Nos anos 50, o Brasil ensaiou seus primeiros passos em direção a sua própria independência. Em 1951, Jorge Amado ganhava o Premio Stalin de Literatura, em Moscou, e o filme O Cangaceiro, de Lima Barreto, era premiado no Festival de Cannes, em 1953. Três anos depois, Candido Portinari pintava o mural Guerra e Paz, para a sede da ONU, em Nova York, e em 1958 surge a Bossa Nova, que encantou os americanos.

Nesta década, os brasileiros assistiam ao choque de duas correntes contrárias.
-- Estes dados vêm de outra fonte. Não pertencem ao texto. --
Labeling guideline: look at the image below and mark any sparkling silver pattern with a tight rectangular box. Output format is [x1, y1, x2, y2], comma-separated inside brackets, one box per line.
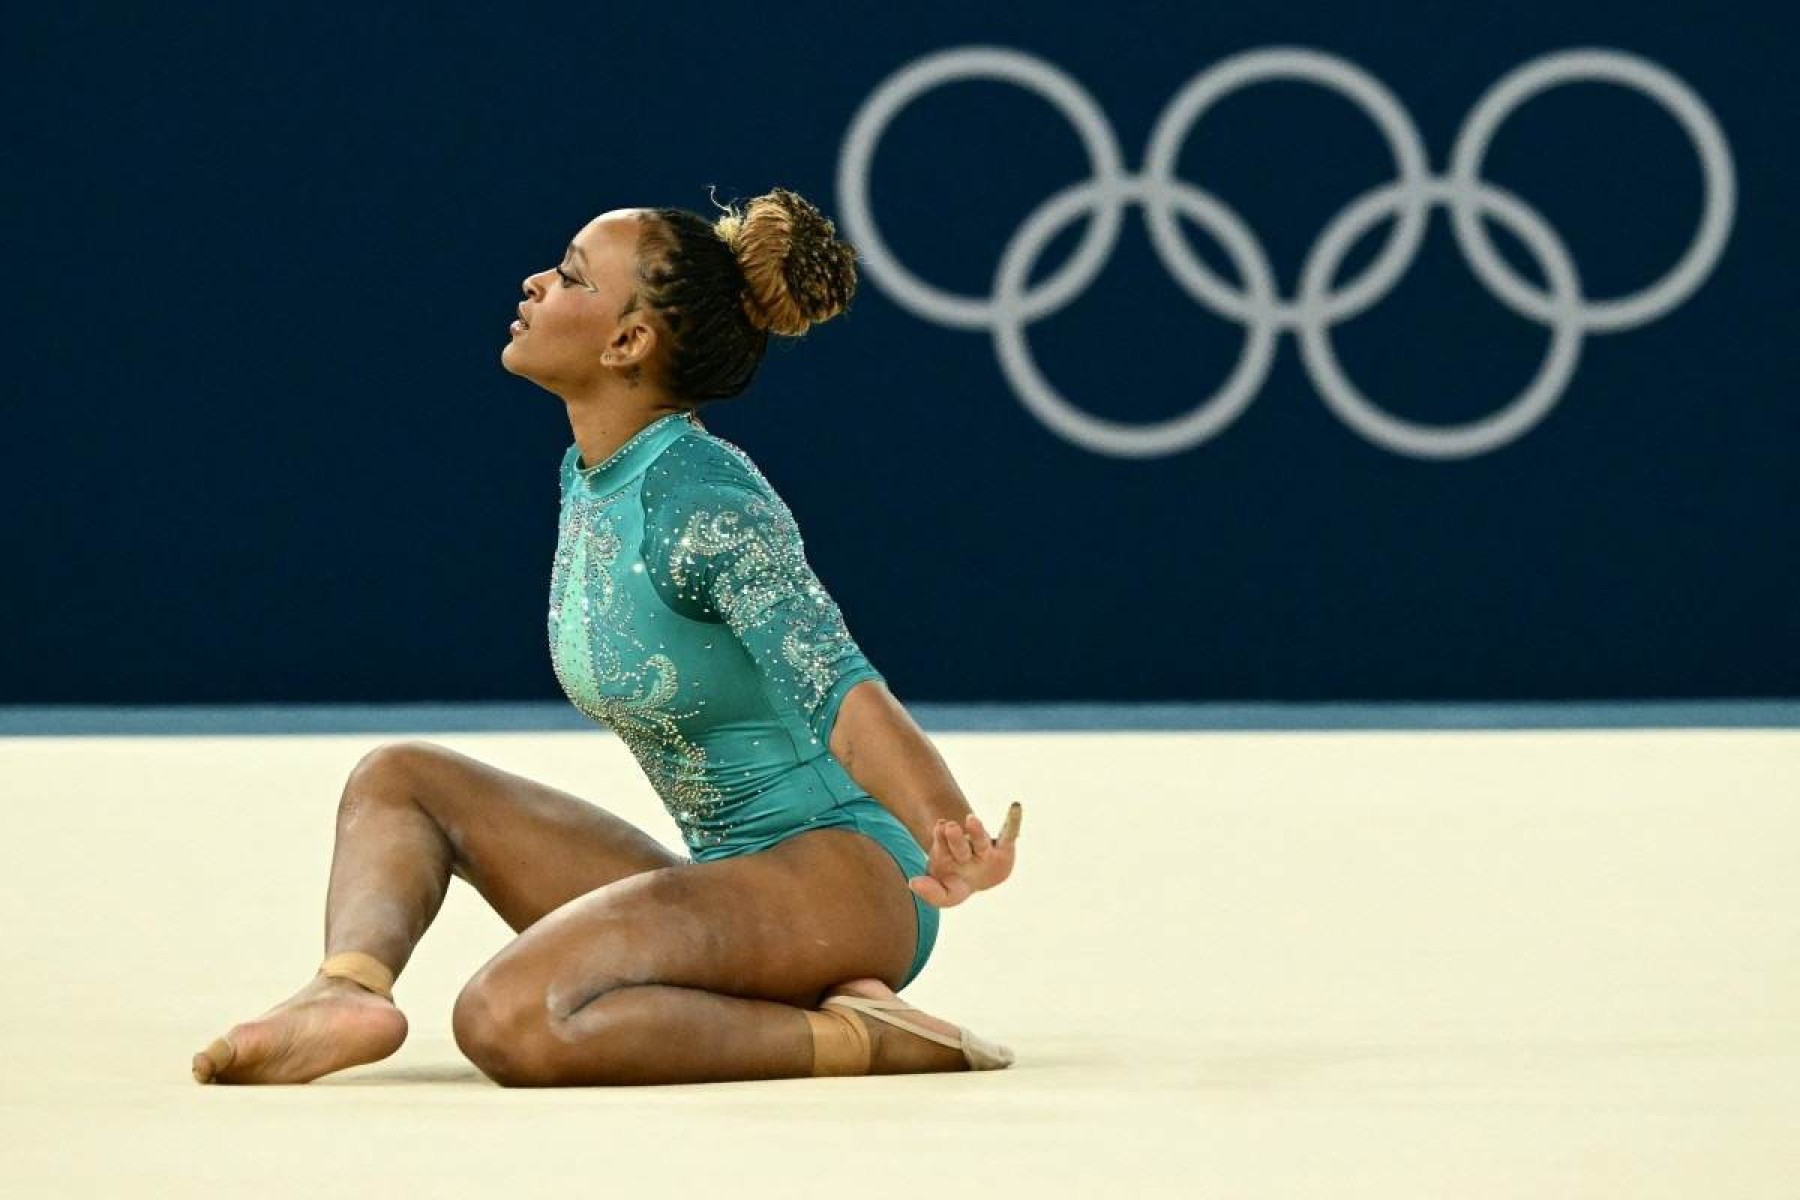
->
[547, 494, 725, 845]
[668, 485, 869, 732]
[547, 418, 881, 853]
De um lado, uma grande nostalgia do passado, de outro, a ânsia de inaugurar o futuro. Homens e mulheres, então jovens ou crianças, sofreram na pele um até então crônico problema brasileiro: a dupla personalidade, que nos fez atravessar, ao longo dos anos, crises opostas de depressão e euforia nacional. Éramos ainda semi independentes.

Alguns seguiram Maísa entoando que “meu mundo caiu” porque “ninguém me ama, ninguém me quer”. Outros extrapolavam, e suplicavam “risque o meu nome do seu caderno, que eu não suporto o inferno do amor fracassado”. Os otimistas, erguiam Brasília num deserto central e começavam a enviar ao mundo sinais que tínhamos luz própria. Música, cinema, pintura e literatura como genuína expressão nacional.
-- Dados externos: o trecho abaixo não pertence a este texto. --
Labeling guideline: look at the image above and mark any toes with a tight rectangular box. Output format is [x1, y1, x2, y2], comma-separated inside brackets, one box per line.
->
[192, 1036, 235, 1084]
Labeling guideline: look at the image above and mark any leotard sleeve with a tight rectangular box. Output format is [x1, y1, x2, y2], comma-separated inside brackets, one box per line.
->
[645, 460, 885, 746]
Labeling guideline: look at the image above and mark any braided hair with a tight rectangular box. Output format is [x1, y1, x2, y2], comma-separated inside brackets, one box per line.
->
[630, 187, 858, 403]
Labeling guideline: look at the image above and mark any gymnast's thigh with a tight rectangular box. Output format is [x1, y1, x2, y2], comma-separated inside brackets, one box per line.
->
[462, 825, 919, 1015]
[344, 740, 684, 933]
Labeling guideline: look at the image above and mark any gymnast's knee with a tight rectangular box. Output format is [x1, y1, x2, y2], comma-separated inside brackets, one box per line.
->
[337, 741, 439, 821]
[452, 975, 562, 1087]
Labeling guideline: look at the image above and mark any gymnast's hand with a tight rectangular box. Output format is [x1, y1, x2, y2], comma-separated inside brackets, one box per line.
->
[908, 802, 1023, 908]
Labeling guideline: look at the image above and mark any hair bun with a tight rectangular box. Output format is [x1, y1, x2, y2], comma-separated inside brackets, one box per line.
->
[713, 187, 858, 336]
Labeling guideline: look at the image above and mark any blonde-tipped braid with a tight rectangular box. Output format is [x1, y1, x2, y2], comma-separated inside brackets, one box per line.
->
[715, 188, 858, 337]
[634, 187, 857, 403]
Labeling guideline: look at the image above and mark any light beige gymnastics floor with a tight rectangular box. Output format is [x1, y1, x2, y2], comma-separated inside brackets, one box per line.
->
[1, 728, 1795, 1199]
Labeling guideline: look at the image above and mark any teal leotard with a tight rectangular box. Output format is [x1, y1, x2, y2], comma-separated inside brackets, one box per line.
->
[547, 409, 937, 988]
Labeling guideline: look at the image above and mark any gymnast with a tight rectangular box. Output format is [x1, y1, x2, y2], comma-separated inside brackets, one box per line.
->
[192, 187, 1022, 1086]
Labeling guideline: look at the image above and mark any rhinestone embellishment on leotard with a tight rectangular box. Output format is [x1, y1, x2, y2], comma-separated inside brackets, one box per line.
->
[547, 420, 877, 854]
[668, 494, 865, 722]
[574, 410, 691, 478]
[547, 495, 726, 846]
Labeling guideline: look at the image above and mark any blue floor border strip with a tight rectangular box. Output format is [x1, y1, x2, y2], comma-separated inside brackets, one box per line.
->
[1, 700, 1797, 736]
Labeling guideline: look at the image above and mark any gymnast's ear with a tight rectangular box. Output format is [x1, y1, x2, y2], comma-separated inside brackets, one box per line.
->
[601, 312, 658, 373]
Faltava, entretanto, para o grito definitivo de liberdade, um feito que colocasse o mundo aos nossos pés e, ao mesmo tempo, levasse nossos sentimentos para ruas a comemorar a própria conquista. Martha Rocha chegou perto, mas faltaram duas polegadas, e Guimarães Rosa bateu na trave quando escreveu Grande Sertão : Veredas. Até então, tentaram nos impor outras datas, engolidas goela abaixo, comemoradas com um Engov antes, um depois. Por decreto, feriados, desfiles cívicos foram criados, apenas esqueceram de mexer com o íntimo da população, que solenemente os desprezavam. Os presidentes ficavam na tribuna, tanques e soldados desfilavam e o brasileiro ficava em casa comendo seu churrasco.

Uma data, 22 de abril, era para dizer que fomos descobertos. Não pegou porque fomos ocupados. Independentes no dia 7 de Setembro, que nada, como exílio de monarquias acuadas, eles sim, os portugueses, clamavam por liberdade. E se houve abolição no 13 de Maio, esqueceram de avisar os porteiros das arenas da Copa, pois eles não deixaram um só negro ser avistado nos telões.
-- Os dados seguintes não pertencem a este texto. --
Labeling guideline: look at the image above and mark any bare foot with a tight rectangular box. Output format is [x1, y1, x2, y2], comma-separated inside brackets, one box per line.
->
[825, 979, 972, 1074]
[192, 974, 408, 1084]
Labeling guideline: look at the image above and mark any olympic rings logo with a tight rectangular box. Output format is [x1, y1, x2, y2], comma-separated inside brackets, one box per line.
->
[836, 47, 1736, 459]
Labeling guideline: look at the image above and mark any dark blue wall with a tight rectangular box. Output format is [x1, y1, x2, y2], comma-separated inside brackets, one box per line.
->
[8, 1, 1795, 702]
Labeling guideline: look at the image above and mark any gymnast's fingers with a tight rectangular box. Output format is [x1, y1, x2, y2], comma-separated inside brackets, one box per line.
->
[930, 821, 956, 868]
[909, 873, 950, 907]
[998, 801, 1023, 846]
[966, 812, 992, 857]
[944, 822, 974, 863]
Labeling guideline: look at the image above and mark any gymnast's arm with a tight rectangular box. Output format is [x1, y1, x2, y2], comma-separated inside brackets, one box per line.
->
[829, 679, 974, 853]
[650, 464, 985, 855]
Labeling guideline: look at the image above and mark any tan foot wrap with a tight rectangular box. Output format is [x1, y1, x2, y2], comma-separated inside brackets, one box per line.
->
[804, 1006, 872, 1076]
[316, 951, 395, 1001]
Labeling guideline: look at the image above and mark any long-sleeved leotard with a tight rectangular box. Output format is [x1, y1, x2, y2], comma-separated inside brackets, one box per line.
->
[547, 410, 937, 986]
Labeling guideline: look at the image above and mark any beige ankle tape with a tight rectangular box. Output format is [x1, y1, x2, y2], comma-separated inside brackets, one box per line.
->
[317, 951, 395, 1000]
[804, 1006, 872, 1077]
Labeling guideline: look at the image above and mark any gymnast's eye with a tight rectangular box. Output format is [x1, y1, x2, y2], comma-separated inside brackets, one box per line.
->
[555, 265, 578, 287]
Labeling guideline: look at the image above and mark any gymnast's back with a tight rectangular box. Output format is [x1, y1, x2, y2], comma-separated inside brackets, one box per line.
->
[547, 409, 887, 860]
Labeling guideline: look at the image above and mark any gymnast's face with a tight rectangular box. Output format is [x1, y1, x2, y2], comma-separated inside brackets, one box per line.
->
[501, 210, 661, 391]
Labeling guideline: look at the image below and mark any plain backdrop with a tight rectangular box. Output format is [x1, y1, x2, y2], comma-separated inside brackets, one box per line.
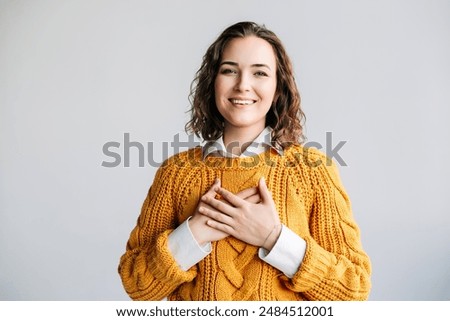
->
[1, 0, 449, 300]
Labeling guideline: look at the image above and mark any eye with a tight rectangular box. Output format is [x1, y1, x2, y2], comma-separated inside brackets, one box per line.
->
[220, 68, 237, 75]
[255, 71, 268, 77]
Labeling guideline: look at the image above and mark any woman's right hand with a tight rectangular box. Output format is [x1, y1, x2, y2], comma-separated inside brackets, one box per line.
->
[189, 179, 261, 246]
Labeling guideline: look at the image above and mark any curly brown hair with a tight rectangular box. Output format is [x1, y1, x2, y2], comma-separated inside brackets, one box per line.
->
[185, 21, 305, 146]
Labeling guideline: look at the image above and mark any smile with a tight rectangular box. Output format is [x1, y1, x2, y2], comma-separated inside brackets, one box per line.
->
[229, 99, 256, 105]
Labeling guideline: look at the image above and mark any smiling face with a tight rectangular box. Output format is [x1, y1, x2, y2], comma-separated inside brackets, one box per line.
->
[214, 36, 277, 139]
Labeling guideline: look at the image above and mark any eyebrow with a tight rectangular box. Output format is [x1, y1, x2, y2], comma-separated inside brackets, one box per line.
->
[220, 61, 272, 71]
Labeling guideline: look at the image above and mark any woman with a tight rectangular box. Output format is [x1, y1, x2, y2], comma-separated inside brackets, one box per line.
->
[118, 21, 371, 301]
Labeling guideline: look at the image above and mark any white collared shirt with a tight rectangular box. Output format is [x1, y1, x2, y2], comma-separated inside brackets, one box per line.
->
[202, 126, 283, 158]
[168, 127, 306, 278]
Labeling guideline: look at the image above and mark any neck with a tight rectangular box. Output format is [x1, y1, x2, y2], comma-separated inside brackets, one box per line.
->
[222, 124, 265, 156]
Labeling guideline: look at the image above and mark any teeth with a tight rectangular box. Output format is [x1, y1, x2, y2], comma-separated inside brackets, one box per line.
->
[231, 99, 254, 105]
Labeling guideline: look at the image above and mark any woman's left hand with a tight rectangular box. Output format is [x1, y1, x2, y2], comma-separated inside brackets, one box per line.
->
[199, 177, 281, 251]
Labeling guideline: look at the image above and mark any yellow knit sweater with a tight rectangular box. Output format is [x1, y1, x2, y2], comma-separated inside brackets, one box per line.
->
[118, 145, 371, 300]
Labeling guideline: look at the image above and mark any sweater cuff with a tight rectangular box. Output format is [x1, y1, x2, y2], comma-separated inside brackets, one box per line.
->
[289, 235, 335, 291]
[147, 230, 197, 285]
[168, 217, 211, 271]
[258, 225, 307, 278]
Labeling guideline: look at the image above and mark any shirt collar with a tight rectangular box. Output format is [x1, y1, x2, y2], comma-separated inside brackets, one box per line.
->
[202, 127, 284, 159]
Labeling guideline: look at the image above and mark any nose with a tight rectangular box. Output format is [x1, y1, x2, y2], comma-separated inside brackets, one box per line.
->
[234, 72, 251, 92]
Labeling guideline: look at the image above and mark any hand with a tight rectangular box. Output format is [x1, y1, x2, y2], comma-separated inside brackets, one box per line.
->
[235, 186, 261, 204]
[188, 179, 262, 246]
[199, 177, 281, 251]
[189, 179, 229, 246]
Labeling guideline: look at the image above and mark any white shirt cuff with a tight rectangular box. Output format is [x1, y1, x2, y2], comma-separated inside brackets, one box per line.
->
[258, 225, 307, 278]
[167, 217, 211, 271]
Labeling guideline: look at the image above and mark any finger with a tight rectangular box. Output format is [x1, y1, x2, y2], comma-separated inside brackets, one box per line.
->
[236, 187, 259, 200]
[244, 193, 261, 204]
[198, 206, 234, 226]
[206, 219, 235, 235]
[215, 187, 246, 208]
[201, 194, 235, 215]
[258, 177, 272, 203]
[198, 201, 217, 212]
[205, 178, 221, 196]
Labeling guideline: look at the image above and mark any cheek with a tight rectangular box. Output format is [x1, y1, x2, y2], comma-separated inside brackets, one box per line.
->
[214, 77, 229, 98]
[214, 79, 227, 114]
[214, 79, 220, 97]
[260, 82, 277, 101]
[270, 80, 278, 96]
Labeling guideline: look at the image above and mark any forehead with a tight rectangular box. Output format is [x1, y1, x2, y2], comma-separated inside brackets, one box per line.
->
[221, 36, 276, 66]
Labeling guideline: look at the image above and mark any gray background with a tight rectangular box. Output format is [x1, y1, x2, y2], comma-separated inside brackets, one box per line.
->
[1, 0, 449, 300]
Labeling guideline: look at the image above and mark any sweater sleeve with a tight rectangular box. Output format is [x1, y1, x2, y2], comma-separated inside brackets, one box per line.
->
[118, 163, 197, 300]
[283, 152, 372, 300]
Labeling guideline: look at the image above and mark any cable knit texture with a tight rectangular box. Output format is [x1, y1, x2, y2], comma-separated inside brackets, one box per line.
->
[118, 145, 371, 301]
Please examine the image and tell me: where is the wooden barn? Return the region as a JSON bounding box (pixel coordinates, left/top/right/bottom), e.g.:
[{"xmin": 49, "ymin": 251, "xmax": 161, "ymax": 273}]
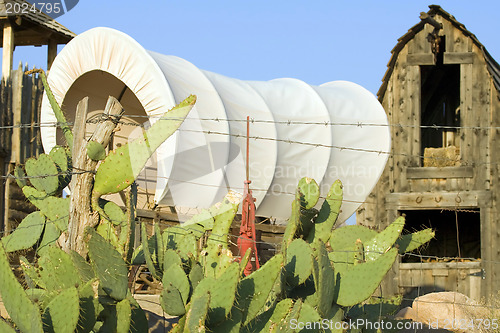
[{"xmin": 357, "ymin": 5, "xmax": 500, "ymax": 301}]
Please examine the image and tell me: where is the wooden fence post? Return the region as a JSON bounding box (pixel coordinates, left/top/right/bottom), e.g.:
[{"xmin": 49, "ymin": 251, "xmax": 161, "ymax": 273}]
[{"xmin": 65, "ymin": 96, "xmax": 124, "ymax": 255}]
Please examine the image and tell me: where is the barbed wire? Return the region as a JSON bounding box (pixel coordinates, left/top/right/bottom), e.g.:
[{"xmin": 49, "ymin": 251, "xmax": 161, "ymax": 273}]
[
  {"xmin": 88, "ymin": 113, "xmax": 500, "ymax": 131},
  {"xmin": 3, "ymin": 116, "xmax": 497, "ymax": 131},
  {"xmin": 0, "ymin": 164, "xmax": 477, "ymax": 209},
  {"xmin": 3, "ymin": 118, "xmax": 497, "ymax": 167}
]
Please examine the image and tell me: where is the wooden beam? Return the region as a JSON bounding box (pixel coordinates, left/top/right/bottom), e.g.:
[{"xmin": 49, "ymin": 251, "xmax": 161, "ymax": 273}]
[
  {"xmin": 2, "ymin": 20, "xmax": 14, "ymax": 79},
  {"xmin": 47, "ymin": 38, "xmax": 57, "ymax": 70},
  {"xmin": 406, "ymin": 53, "xmax": 435, "ymax": 66},
  {"xmin": 406, "ymin": 166, "xmax": 474, "ymax": 179},
  {"xmin": 400, "ymin": 261, "xmax": 481, "ymax": 270},
  {"xmin": 386, "ymin": 191, "xmax": 490, "ymax": 210},
  {"xmin": 10, "ymin": 64, "xmax": 22, "ymax": 163},
  {"xmin": 443, "ymin": 52, "xmax": 475, "ymax": 64}
]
Como num passe de mágica, finalmente em 29 de Junho de 1958, 11 soldados capitaneados pelo marechal Vicente Feola, invadem a Europa e ganham de todo mundo na Suécia. Não com armas, mas na bola. A seleção brasileira de futebol, formada por mestiços, sem a ingerência do FMI, sem qualquer influência das revoluções francesas ou industriais, encanto o mundo com seu talento e derrota a seleção da casa se tornando campeã mundial de futebol.

Portanto, não foi o “Terra à vista!”, de Cabral, “O independência ou Morte”, de D. Pedro I, ou a pseudo liberdade concedida pela redentora o brado da nossa independência. Foi o “A taça do mundo é nossa!” entoada por um paulista, Hideraldo Luís Bellini, em meio a todos aqueles heróis da nossa liberdade. Desde então, a cada jogo dos nossos heróis, o povo brasileiro desfila pelas ruas erguendo sua bandeira, entoando seus hinos, desfilando, como em nenhuma outra data, seu amor à nação. Sendo assim, revogam-se as disposições contraditórias e seja

decretado oficialmente o dia 29 de Junho de 1958 como o verdadeiro dia da nossa independência. O dia que passamos a ter, de verdade, orgulho de ser brasileiros.

José Roberto Padilha é jornalista, ex-atleta do Fluminense, Flamengo, Santa Cruz e Americano, entre outros.